Step 2: Audit Asset Graph Structure

Asset Graph: 34 assets, 5 groups (raw, staging, warehouse, analytics, ml)
Max depth: 7 | External assets: 3 | Source assets: 4

  [source] s3_raw_events -> raw_events -> cleaned_events
    -> event_aggregates -> daily_metrics -> churn_features -> churn_model

  FAIL: "orphan_transform" has no downstream consumers
    Last materialized 49 days ago. Remove or document purpose.

  FAIL: "daily_metrics" depends on 6 upstream assets — fragile bottleneck
    If any upstream fails, materialization blocked.
    RECOMMEND: Add retry logic or partial materialization support

  FAIL: No @asset_check defined for any asset
    RECOMMEND: Add row count, null checks, freshness, schema validation

Step 3: Review Freshness Policies

  Assets WITH freshness policy: 8/34 (24%)

  FAIL: "daily_revenue" — no freshness policy on business-critical metric
    FIX: FreshnessPolicy(maximum_lag_minutes=120)

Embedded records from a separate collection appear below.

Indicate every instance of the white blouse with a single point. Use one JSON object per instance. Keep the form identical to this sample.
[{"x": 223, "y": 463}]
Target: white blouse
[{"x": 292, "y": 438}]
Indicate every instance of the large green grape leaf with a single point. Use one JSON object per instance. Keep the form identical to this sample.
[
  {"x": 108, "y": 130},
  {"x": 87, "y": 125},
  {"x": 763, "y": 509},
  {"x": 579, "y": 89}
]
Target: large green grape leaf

  FAIL: Freshness SLA cascade violation:
    "event_aggregates" has 60-min freshness
    but upstream "cleaned_events" takes ~20 min to materialize
    Effective budget: 10 min. Actual avg: 25 min. SLA violated regularly.
    FIX: Relax to 90 min or speed up materialization

  WARN: "user_segments" has 1440-min (24h) freshness
    but downstream "real_time_recommendations" expects fresh data
    FIX: Tighten to maximum_lag_minutes=60

Step 4: Analyze Partitioning

  "raw_events": DailyPartitionsDefinition — PASS, matches data pattern
  "event_aggregates": MonthlyPartitionsDefinition
    WARN: Upstream is daily — verify TimeWindowPartitionMapping
  "ml_features": Unpartitioned, processes 2M+ rows every run (45 min)
    FAIL: Add DailyPartitionsDefinition for incremental processing (~3 min/partition)

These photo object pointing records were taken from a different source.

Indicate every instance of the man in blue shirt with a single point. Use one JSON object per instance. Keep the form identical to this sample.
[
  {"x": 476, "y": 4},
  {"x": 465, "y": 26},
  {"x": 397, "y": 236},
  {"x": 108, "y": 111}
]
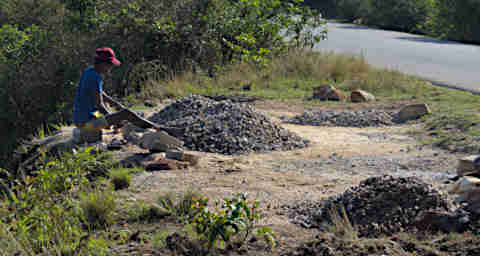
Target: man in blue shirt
[{"x": 90, "y": 113}]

  FAIL: No BackfillPolicy on any partitioned asset
    Risk: Accidental backfill of 486 partitions = 486 concurrent runs
    FIX: BackfillPolicy(max_partitions_per_run=10)

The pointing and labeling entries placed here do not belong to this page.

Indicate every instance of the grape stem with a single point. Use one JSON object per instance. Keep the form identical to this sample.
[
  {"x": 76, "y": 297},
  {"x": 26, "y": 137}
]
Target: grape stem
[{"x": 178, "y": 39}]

Step 5: Review IO Managers

  Configured: "io_manager" (Filesystem), "warehouse_io" (Snowflake), "s3_io" (S3Pickle)

  FAIL: Default is FilesystemIOManager — data lost on pod restart
    FIX: Set default to S3/GCS/database-backed store

  FAIL: S3PickleIOManager — not portable, security risk (arbitrary code exec)
    FIX: Switch to S3ParquetIOManager for schema enforcement + compression

  WARN: No return type annotations — IO manager cannot validate schema
    FIX: @asset def daily_metrics(...) -> pd.DataFrame:

  Coverage: warehouse_io 35%, s3_io 24%, filesystem 41% (concern)

Step 6: Audit Resources

  FAIL: snowflake_password="..." in definitions.py line 42
    FIX: Use EnvVar("SNOWFLAKE_PASSWORD")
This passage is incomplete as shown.